I would like to know how to rearrange the source data (table) in order to output the desired table using R or SQL, which are displayed below.
Since looping is very slow in R, and my dataset is quite large... it's not preferred to have too much looping in the script. The efficiency is important.
Source data table:
Date | Country | ID | Fruit | Favorite | Money
20120101 US 1 Apple Book 100
20120101 US 2 Orange Knife 150
20120101 US 3 Banana Watch 80
20120101 US 4 Melon Water 90
20120102 US 1 Apple Phone 120
20120102 US 2 Apple Knife 130
20120102 US 3 Banana Watch 100
..... ...... .. ..... ...... ......
Output table:
Date | Country | Field | ID 1 | ID 2 | ID 3 | ID 4
20120101 US Fruit Apple Orange Banana Melon
20120101 US Favorite Book Knife Watch Water
20120101 US Money 100 150 80 90
20120102 US Fruit Apple Apple Banana N.A.
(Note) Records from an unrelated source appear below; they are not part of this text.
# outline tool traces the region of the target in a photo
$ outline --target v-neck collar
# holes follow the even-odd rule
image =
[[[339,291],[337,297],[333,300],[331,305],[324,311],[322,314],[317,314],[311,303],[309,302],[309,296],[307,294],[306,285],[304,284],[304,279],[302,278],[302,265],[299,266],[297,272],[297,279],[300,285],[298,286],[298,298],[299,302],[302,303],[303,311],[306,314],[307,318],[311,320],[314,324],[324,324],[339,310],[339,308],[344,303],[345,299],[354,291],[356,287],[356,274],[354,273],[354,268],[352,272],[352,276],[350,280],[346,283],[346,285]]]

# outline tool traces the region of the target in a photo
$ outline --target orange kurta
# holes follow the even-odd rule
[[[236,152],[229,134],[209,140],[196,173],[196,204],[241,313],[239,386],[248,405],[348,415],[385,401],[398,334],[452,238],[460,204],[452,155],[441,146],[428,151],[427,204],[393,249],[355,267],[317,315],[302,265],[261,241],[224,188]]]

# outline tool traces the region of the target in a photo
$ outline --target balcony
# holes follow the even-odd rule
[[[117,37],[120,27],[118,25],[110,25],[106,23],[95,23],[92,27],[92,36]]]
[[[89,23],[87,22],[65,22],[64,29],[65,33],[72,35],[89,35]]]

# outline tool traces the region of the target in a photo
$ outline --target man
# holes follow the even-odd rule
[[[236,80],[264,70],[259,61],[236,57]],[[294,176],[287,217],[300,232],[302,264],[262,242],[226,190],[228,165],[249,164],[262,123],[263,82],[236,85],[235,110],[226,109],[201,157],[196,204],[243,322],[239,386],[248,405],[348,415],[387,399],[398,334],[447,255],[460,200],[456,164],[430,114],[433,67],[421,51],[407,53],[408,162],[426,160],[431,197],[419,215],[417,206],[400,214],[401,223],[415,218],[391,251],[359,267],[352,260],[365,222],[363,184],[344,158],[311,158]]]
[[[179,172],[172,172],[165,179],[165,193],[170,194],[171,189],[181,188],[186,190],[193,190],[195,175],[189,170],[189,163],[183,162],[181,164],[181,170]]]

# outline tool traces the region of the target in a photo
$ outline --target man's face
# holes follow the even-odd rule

.... .... .... .... .... .... ....
Here is an approach in R, using your sample data:
x <- cbind(mydf[, c("Date", "Country", "ID")],
stack(mydf[, c("Fruit", "Favorite", "Money")]))
reshape(x, direction = "wide", idvar = c("Date", "Country", "ind"), timevar="ID")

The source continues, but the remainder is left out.